Monday, 17 March 2008

Who'd Like A Cocktail? #17

I had a hard time choosing this week's Cocktail post (which I'm endeavouring to make a little more regular than they have been of late.)

Green Lantern Corps #22 seemed little more than a vague attempt to give Boodikka a background; Countdown To Final Crisis #7 was confusing to say the least, and not just because the heroes ended up on an Earth other than their own; Green Arrow And Black Canary #6 sported the gorgeous artwork of Cliff Chiang which, if I'm honest, is fast becoming the only reason I'm reading it; and JLA Classified #54 brought the series to a somewhat limping end.

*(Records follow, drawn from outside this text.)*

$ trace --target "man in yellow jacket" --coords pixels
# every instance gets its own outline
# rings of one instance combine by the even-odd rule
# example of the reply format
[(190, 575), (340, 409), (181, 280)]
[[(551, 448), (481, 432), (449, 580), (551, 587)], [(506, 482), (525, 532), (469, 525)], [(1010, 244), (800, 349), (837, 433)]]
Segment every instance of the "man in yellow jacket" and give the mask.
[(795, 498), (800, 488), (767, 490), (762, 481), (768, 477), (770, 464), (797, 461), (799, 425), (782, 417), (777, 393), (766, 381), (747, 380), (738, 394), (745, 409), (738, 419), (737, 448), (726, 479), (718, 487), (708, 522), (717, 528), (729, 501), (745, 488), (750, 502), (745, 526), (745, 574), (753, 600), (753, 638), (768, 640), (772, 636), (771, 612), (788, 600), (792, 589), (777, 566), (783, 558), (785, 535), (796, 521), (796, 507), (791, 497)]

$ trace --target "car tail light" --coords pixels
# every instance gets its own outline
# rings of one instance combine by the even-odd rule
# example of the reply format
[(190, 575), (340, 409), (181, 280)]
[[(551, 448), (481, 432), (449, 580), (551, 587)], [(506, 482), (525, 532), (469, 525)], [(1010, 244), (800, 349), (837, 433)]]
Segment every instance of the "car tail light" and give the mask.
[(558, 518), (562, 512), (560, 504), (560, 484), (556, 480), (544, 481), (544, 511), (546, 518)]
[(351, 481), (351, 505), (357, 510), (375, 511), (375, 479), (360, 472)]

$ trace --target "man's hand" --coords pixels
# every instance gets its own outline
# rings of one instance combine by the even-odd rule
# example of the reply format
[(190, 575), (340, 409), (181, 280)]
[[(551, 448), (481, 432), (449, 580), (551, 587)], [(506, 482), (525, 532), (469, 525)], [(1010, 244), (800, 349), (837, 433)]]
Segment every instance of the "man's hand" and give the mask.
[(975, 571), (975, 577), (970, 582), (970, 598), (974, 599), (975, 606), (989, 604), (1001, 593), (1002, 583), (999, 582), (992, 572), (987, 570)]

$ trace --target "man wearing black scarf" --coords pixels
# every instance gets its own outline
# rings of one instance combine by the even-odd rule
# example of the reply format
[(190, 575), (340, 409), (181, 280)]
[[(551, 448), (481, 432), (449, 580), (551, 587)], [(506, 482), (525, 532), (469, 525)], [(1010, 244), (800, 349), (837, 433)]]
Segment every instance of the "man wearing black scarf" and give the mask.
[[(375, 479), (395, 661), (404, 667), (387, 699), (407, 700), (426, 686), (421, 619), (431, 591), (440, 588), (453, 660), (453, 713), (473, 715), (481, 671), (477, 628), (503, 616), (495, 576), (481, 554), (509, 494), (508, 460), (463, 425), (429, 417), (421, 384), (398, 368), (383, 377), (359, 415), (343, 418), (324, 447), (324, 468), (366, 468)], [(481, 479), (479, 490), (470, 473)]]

Meanwhile, Countdown To Mystery #6, Lord Havok And The Extremists #5 and Salvation Run #5 were all in the running for the post and Booster Gold #7 almost pipped it but it was Suicide Squad #7 that really nailed it for me this week.

As I mentioned before, John Ostrander's writing on this series - once the somewhat laboured return of Rick Flag was out of the way - has been spot on and with the Squad in action and with just a single issue left, this is easily one of the best mini-series out there.

It's the turn of the bad guys again to steal the spot light as The General betrays the rest of the Squad with his fellow traitors at his command.

Not only can this issue be seen as a lesson in how to become a turncoat after laying some very careful plans, but it also reveals the sound someone's head makes when it is literally squeezed off their shoulders.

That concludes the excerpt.